Second, I believe this technology cannot fall into the same trap as current EHRs. Many current electronic systems are created to meet insurance/government metrics, and, I would argue, all else is secondary (including measuring meaningful clinical metrics, streamlining physician workflow, and improving the patient experience). As a result, data entry has become a large part of physicians’ workflow, and the information collected has not led to the potent clinical insights that were hoped for or promised.
Great submission. I agree with the premise of your article — we have an unprecedented ability to collect individual patient-level data in the healthcare space. However, our ability to make use of this data is sadly lagging, and computer learning/analytics might be able to fill the gap. While the machines may not have to make actual decisions (as mentioned by Energy), I still think your Watson comparison is valid. Unlike most other fields, mistakes in healthcare often have catastrophic consequences. Even machines’ synthesis of this data must be thoroughly scrutinized and verified for accuracy. Moreover, recommendations made by machines will still rely on human input (programming, etc).
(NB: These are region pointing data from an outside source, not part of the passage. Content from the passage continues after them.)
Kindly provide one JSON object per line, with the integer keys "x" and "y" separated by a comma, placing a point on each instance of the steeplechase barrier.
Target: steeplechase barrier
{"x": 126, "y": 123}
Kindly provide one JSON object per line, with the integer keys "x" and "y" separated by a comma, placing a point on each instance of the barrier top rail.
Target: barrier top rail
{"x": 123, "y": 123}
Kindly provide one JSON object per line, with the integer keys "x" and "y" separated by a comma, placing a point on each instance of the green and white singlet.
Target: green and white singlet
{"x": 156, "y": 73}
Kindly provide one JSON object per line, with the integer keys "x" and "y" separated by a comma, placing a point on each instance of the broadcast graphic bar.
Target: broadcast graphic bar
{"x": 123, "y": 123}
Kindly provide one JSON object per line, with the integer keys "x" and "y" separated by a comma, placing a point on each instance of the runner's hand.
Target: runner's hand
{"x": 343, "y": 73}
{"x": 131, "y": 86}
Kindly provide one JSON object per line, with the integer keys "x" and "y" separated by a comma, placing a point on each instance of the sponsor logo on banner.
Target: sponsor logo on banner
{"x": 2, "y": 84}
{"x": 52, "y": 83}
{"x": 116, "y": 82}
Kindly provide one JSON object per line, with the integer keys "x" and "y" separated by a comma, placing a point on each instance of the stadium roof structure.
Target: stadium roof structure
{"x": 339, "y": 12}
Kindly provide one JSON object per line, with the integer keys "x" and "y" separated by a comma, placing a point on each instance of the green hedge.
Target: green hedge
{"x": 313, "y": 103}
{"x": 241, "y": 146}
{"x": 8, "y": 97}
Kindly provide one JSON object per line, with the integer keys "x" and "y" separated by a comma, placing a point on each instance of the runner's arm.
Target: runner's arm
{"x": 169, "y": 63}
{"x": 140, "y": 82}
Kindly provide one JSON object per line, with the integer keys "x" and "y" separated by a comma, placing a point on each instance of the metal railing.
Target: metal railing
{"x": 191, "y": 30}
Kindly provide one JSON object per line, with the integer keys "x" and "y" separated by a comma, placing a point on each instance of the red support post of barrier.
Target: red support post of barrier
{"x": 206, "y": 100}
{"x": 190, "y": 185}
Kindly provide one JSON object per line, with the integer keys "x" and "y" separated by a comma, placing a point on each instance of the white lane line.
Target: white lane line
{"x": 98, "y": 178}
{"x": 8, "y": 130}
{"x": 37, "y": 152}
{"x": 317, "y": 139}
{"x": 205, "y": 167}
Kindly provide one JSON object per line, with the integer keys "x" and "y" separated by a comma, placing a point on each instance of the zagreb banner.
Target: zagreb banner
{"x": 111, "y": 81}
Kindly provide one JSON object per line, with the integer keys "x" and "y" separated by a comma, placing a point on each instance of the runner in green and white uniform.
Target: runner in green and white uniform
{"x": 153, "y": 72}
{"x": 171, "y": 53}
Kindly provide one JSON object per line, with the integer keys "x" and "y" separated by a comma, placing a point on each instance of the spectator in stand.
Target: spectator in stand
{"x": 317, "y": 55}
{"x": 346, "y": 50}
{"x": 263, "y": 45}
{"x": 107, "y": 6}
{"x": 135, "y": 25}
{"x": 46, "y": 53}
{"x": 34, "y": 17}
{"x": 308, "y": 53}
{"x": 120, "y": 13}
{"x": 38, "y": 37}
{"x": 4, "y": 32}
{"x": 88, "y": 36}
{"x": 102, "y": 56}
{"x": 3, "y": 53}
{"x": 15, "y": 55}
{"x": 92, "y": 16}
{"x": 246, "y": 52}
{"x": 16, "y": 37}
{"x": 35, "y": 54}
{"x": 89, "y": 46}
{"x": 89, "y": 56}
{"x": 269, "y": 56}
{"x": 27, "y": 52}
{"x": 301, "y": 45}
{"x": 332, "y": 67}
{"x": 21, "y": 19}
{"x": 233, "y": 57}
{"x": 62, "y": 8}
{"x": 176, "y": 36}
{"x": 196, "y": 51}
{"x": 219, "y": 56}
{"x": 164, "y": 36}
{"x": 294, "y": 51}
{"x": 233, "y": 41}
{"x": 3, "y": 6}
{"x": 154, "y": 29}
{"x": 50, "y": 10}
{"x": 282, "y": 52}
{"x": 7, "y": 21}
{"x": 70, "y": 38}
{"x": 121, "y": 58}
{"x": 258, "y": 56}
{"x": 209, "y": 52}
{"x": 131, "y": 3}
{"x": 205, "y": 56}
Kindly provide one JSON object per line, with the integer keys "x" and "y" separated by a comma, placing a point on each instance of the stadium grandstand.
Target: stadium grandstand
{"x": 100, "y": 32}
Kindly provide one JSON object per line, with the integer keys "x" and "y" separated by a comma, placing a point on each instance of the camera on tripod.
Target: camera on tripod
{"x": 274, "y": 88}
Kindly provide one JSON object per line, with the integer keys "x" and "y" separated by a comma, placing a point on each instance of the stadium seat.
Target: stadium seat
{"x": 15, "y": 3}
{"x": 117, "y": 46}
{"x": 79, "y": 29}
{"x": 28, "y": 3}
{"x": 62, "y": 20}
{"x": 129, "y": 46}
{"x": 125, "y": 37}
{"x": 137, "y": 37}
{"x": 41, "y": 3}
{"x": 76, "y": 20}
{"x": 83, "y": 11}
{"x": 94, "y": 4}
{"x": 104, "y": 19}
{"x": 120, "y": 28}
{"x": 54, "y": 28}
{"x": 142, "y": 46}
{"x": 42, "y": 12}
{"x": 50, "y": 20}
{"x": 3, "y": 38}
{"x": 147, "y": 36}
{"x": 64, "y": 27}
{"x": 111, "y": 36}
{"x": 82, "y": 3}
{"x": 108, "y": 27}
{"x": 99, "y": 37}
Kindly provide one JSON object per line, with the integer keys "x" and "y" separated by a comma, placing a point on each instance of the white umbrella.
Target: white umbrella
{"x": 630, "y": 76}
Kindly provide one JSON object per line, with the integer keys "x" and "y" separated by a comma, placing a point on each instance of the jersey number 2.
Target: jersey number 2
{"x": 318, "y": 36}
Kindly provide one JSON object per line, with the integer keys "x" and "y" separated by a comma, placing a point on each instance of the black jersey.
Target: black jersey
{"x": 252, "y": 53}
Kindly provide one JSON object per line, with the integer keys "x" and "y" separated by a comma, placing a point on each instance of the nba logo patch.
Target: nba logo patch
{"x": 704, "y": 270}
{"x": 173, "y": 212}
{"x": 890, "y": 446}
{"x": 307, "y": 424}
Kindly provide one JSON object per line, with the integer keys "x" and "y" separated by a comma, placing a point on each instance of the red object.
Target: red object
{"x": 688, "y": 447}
The way forward should be a slow, methodical one.
You’ve done a good job of highlighting the opportunity of crowdsourcing to help speed the process of discovery and R&D. I have two concerns, however. First, I think there is a risk of opening the gates to all ideas, good and bad, which has the potential to create more work for Pfizer as it has to weed out good/credible ideas from a larger pool. Second, I think there are concerns about fair compensation for ideas that are used. I wonder if another “disruptive technology,” blockchain, could help in this regard.
Great analysis. My impression is, like most things medical, entrenched businesses are moving at a cautious (some might say glacial?) pace in terms of new technology. I would argue that the true benefit of additive manufacturing/personalized medicine in many of Medtronic’s successful product lines is yet unproven. However, if Medtronic wants to branch out from its traditional core business lines (pursuing areas like, say, tissue engineering and biomedical scaffolding), I agree with you that a delay in the exploration of the technology could put it at a disadvantage going forward.
I think you did a great job framing the challenge of transitioning to value-based care and the opportunities for machine-based learning in this space. Our ability to gather immense amounts of patient data is quickly outstripping our ability/time to meaningfully process and leverage this data. New technologies tout the ability to almost continually monitor heart rate, blood pressure, glucose, and any number of other physiologic metrics. Currently, however, this begs the question of: so what? Ten thousand heart rate measurements are meaningless unless they can be placed in the context of a patient’s baseline physiology and then used as a warning sign for impending medical disease or deterioration when the patient strays from that baseline. Few physicians have time in their clinical work lives to process such immense amounts of data, but machines can.